The grinder worked amazingly well and in no time I had lots of free-flowing KOH dust (which I immediately bottled to keep it from getting soggy) – but I noticed as I was taking the grinder apart that I spilled some KOH dust onto the motor casing and the aluminum was getting pitted by the hydroxide. More worryingly still it looked like the caustic dust has gotten into the electric motor itself through the vent holes in the casing. It gotta be cleaned promptly.
I was not familiar with the Mr. Bean skit character back then, but with the same kind of single-mindedness I proceeded to wash up the motor casing in the sink. I was not careful and some water splashed through the vent holes – and since the KOH dust got in there and the electric motor was already wet, I decided that the motor deserved a proper rinse as well – I would dry it afterwards. So I had the water flowing in and through the motor.
The owner of the grinder dropped by later that afternoon to find out how it worked (and if I was ready to return it). I said I needed to clean it up a bit more – the motor was still very soggy and I prefered not having to explain how it got that way.
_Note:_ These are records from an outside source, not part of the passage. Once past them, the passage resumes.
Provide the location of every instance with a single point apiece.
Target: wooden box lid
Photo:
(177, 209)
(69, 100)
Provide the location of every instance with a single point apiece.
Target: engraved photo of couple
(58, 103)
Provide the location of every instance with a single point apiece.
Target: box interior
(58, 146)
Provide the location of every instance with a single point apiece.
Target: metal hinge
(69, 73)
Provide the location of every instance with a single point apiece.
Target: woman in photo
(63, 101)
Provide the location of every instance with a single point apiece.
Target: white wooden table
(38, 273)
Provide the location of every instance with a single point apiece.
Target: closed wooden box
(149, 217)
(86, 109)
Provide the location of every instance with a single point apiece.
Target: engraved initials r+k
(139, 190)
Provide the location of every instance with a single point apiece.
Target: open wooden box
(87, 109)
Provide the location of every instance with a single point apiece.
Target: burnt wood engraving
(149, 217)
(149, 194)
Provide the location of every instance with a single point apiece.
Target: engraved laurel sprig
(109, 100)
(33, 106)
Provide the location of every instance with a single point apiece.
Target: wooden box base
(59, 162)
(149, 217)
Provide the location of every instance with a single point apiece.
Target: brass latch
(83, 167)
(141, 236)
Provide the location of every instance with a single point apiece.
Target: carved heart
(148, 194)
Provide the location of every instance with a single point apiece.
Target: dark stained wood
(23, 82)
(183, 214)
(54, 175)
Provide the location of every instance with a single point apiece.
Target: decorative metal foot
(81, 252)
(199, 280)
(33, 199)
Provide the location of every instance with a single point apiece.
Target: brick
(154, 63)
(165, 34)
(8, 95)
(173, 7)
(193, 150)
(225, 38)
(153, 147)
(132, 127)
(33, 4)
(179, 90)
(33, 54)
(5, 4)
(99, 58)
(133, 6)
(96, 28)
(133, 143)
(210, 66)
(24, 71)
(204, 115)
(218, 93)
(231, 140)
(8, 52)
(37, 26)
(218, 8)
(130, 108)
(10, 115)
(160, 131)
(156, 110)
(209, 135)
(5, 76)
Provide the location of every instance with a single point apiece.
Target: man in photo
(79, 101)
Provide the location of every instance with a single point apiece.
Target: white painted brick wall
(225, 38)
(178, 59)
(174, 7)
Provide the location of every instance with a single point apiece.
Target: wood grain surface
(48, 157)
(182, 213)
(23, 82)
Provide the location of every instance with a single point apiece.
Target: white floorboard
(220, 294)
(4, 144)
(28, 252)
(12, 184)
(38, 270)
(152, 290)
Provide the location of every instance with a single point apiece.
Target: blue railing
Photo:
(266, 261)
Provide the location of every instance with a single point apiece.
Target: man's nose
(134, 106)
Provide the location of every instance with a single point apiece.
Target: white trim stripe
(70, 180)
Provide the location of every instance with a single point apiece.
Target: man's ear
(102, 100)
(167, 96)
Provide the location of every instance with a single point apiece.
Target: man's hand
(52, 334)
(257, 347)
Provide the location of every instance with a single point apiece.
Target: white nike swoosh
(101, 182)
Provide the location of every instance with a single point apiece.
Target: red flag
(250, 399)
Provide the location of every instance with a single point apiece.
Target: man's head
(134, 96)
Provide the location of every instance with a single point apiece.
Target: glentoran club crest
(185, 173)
Wet glassware dries pretty fast when rinsed with acetone. Being in hurry I reached for a squeeze-bottle and washed the motor with acetone too – and surprise – the acetone coming out from the motor was dark brown and smelling just like shellac resin that is used to insulate the fine copper winding in electric motors…
I was horrified, I realized I just ruined it completely and I better try to cover it up. I dried the motor with a heat gun and assembled the grinder. I gave it a good final polish and then I waited patiently until I saw its owner walking away from his lab – and then I sneaked in and put the grinder back in the cabinet as if nothing bad was done to it (I turned the pitted aluminum part away from the sight). Just as I was closing the door the owner returned. “Thank you – it worked great. I put your grinder back and it’s all clean now…”
But the luck was not with me. “OK – let me see if it still works” the guy says – and he takes this thing out and plugs it in the wall. A loud bang and a green-and-white lightning, the sparks flying all across the room and rolling on the floor before gradually dying out like embers. (I saw a street transformer once, blowing up like that but from a safer distance). We were standing there in silence for few long seconds – the only sound was the “klip-klop-klop” from the hallway as the circuit breakers gave up one by one and plunged the chemistry building into darkness.
The faculty guy then turns to me and says: “Thank you. Don’t hesitate if you need my help again.”